Authors like China Mieville, Jeff Vandermeer and Jonathan Mayberry jump boundaries, and then there are comics writers, Alan Moore preeminent among them. Watchmen is a murder mystery, among other things, and Top Ten is a wonderfully entertaining futuristic police tale in the Hill Street Blues/Ed McBain mode.
The overlap with Westerns is deeply ingrained in American crime fiction, going back to the Hammett- and Chandler-era tales of PIs cleaning up lawless towns.
But you were probably asking about authors who write crime and Westerns. Perhaps Bill Crider qualifies. Brian Garfield wrote both, and Donald Westlake wrote a Western or two.
On the sci-fi side, Fredric Brown is a classic example of a writer who did good work in crime and science fiction.
Along with Fredric Brown is also the little known Anthony Boucher who also wrote a few mysteries on the side. [g]
The slideshows at Casa Jordan, mostly snapshots from previous Bouchercons and Murder and Mayhems in Muskego, included an old black-and-white shot of Boucher. At Bouchercon this year, at least one person asked who Anthony Boucher was. Here’s a bit about him.

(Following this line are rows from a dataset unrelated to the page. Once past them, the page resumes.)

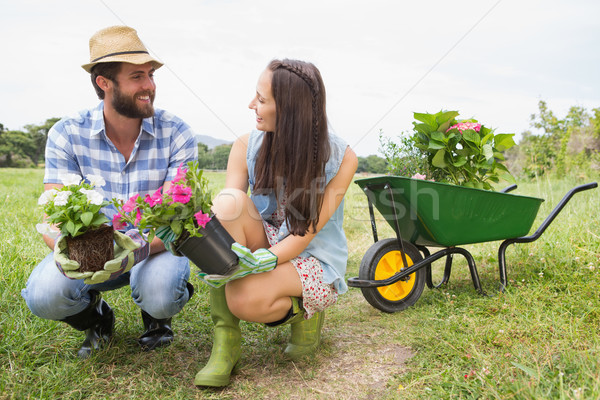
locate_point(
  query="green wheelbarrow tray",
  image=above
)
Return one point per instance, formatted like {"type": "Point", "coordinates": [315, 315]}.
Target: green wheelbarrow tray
{"type": "Point", "coordinates": [444, 215]}
{"type": "Point", "coordinates": [394, 271]}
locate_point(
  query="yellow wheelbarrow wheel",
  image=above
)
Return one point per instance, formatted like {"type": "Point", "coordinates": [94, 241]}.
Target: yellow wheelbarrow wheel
{"type": "Point", "coordinates": [384, 260]}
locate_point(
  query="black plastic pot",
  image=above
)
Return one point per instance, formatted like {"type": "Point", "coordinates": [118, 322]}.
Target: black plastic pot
{"type": "Point", "coordinates": [212, 252]}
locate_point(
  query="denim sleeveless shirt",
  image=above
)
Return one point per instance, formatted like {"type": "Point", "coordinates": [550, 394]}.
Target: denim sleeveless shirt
{"type": "Point", "coordinates": [329, 246]}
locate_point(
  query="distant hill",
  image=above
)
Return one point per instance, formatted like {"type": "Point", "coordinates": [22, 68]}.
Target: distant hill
{"type": "Point", "coordinates": [210, 141]}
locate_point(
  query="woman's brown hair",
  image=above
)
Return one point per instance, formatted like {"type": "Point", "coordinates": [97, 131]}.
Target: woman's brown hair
{"type": "Point", "coordinates": [293, 157]}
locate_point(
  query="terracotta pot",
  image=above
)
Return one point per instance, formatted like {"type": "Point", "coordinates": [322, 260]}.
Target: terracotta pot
{"type": "Point", "coordinates": [92, 249]}
{"type": "Point", "coordinates": [212, 252]}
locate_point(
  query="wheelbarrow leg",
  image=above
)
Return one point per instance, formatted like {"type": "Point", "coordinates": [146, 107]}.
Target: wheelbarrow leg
{"type": "Point", "coordinates": [538, 232]}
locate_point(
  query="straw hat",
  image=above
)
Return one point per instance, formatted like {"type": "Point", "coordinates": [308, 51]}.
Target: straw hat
{"type": "Point", "coordinates": [118, 44]}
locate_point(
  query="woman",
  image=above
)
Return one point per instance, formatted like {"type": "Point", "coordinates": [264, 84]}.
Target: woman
{"type": "Point", "coordinates": [298, 174]}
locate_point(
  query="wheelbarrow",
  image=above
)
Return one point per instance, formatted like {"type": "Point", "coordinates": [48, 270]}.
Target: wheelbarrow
{"type": "Point", "coordinates": [394, 271]}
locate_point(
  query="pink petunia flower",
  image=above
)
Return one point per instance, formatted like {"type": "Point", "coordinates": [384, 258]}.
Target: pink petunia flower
{"type": "Point", "coordinates": [138, 217]}
{"type": "Point", "coordinates": [181, 172]}
{"type": "Point", "coordinates": [463, 126]}
{"type": "Point", "coordinates": [180, 194]}
{"type": "Point", "coordinates": [117, 223]}
{"type": "Point", "coordinates": [131, 204]}
{"type": "Point", "coordinates": [155, 199]}
{"type": "Point", "coordinates": [202, 218]}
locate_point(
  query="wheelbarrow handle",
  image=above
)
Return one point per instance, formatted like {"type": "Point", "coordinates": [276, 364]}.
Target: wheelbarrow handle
{"type": "Point", "coordinates": [539, 231]}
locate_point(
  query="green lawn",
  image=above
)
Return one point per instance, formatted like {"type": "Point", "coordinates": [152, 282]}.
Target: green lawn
{"type": "Point", "coordinates": [537, 340]}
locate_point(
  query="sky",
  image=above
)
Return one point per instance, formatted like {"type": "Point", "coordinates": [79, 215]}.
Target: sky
{"type": "Point", "coordinates": [381, 60]}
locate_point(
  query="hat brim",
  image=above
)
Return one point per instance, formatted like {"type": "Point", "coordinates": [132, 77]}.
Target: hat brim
{"type": "Point", "coordinates": [137, 59]}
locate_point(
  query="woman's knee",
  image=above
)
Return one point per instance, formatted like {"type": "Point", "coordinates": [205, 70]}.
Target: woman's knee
{"type": "Point", "coordinates": [245, 304]}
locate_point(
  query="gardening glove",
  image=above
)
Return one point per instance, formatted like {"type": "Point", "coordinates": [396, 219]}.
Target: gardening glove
{"type": "Point", "coordinates": [130, 249]}
{"type": "Point", "coordinates": [262, 260]}
{"type": "Point", "coordinates": [166, 234]}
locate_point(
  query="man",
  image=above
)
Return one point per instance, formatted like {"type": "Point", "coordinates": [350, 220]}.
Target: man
{"type": "Point", "coordinates": [136, 149]}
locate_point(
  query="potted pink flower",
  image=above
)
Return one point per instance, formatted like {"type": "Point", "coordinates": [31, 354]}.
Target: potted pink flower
{"type": "Point", "coordinates": [181, 217]}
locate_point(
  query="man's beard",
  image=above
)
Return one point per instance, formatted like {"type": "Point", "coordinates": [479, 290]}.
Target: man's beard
{"type": "Point", "coordinates": [127, 106]}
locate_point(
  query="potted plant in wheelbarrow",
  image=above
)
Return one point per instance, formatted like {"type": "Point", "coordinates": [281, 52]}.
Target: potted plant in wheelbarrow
{"type": "Point", "coordinates": [181, 217]}
{"type": "Point", "coordinates": [84, 240]}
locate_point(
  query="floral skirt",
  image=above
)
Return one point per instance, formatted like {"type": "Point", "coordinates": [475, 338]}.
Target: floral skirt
{"type": "Point", "coordinates": [316, 294]}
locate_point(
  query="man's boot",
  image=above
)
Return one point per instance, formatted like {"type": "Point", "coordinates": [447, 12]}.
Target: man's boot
{"type": "Point", "coordinates": [306, 333]}
{"type": "Point", "coordinates": [158, 331]}
{"type": "Point", "coordinates": [97, 320]}
{"type": "Point", "coordinates": [227, 340]}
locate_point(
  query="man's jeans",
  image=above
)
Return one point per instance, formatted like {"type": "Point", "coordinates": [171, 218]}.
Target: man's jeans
{"type": "Point", "coordinates": [158, 286]}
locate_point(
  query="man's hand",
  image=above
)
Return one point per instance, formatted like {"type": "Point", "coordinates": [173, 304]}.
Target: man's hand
{"type": "Point", "coordinates": [130, 248]}
{"type": "Point", "coordinates": [262, 260]}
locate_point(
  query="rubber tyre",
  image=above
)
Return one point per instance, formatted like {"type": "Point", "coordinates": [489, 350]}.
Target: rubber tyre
{"type": "Point", "coordinates": [384, 259]}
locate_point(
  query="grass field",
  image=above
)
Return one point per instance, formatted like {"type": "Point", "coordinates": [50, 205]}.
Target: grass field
{"type": "Point", "coordinates": [538, 340]}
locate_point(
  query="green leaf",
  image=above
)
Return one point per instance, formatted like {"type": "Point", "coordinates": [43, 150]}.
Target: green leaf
{"type": "Point", "coordinates": [438, 159]}
{"type": "Point", "coordinates": [499, 156]}
{"type": "Point", "coordinates": [488, 153]}
{"type": "Point", "coordinates": [471, 136]}
{"type": "Point", "coordinates": [464, 151]}
{"type": "Point", "coordinates": [439, 136]}
{"type": "Point", "coordinates": [486, 138]}
{"type": "Point", "coordinates": [70, 226]}
{"type": "Point", "coordinates": [460, 161]}
{"type": "Point", "coordinates": [424, 129]}
{"type": "Point", "coordinates": [446, 117]}
{"type": "Point", "coordinates": [86, 218]}
{"type": "Point", "coordinates": [177, 227]}
{"type": "Point", "coordinates": [507, 177]}
{"type": "Point", "coordinates": [428, 119]}
{"type": "Point", "coordinates": [435, 145]}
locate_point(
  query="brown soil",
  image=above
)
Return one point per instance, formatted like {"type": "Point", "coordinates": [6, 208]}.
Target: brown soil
{"type": "Point", "coordinates": [92, 249]}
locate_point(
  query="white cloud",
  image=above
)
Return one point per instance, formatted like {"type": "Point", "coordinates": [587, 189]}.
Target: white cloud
{"type": "Point", "coordinates": [380, 60]}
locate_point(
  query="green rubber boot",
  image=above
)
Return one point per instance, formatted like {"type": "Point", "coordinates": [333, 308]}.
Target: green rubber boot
{"type": "Point", "coordinates": [227, 340]}
{"type": "Point", "coordinates": [306, 333]}
{"type": "Point", "coordinates": [306, 336]}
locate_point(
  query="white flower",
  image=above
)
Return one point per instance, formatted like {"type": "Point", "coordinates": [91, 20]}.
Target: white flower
{"type": "Point", "coordinates": [96, 180]}
{"type": "Point", "coordinates": [46, 229]}
{"type": "Point", "coordinates": [47, 196]}
{"type": "Point", "coordinates": [62, 198]}
{"type": "Point", "coordinates": [70, 179]}
{"type": "Point", "coordinates": [93, 196]}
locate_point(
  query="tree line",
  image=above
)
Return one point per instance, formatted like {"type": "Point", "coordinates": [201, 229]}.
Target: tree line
{"type": "Point", "coordinates": [567, 146]}
{"type": "Point", "coordinates": [25, 149]}
{"type": "Point", "coordinates": [561, 146]}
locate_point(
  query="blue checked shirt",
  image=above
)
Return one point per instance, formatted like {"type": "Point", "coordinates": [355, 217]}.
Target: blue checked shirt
{"type": "Point", "coordinates": [79, 145]}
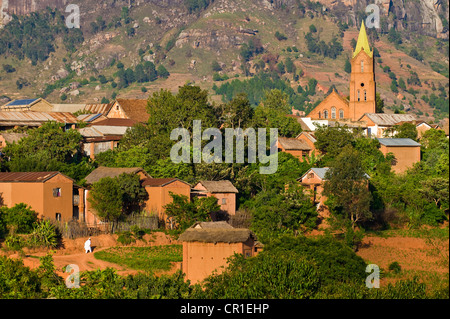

Unfortunately, at an SF convention, there will be those who would ask the same question--Who is Anthony Boucher?
Thanks for the bio of Boucher. It contained much I didn't know.
Likewise. I had to ask who he was when I first heard about Bouchercon. There is an undercurrent of discussion in crime-fiction circles about crossing genre and media boundaries -- between crime and fantasy or sci-fi, or between novels and comics, for instance. Perhaps this will lead to renewed interest in Boucher.
A renewed interest in Boucher would require considerable interest and activity in converting his stories into film or perhaps comics. He wrote mostly short stories in SF.
He's probably best known in SF for being one of the founders of _The Magazine of Fantasy and Science Fiction_, one of the best of the SF mags, in my opinion anyway.
I wonder if science-fiction readers remember Boucher. I didn't know of his science-fiction connection until well after I learned of the crime-fiction convention named for him. Perhaps sci-fi readers know his magazine even if they don't know his name.
It's hard to say, but I suspect only those SF readers who have been around for three or four decades would know his name.
His magazine is still around-with a slight name change from _The Magazine of Fantasy and Science Fiction_ to _Fantasy and Science Fiction_.
I have one book by him: _The Compleat Werewolf_, a collection of his short stories. I also have the 2 volume copy of an anthology he edited: _A Treasury of Great SF_, and it is a treasury.
Just as many crime-fiction readers could probably identify Black Mask without recognizing the name of "Cap" Joseph Shaw.
Definitely. I recognize Black Mask, but I've never heard of "Cap" Joseph Shaw.
I guess that he's associated founding Black Mask. Is he a writer also?
I think he came in after H.L. Mencken and George Jean Nathan sold Black Mask. He brought in Hammett and Chandler, and I believe it was under his leadership that the magazine shifted more exclusively to crime from a broader range of popular fiction. It may have been Shaw as well who dropped the "The" from the magazine's title.
In any case, the point was that Boucher's contributions may be remembered even if his name is not.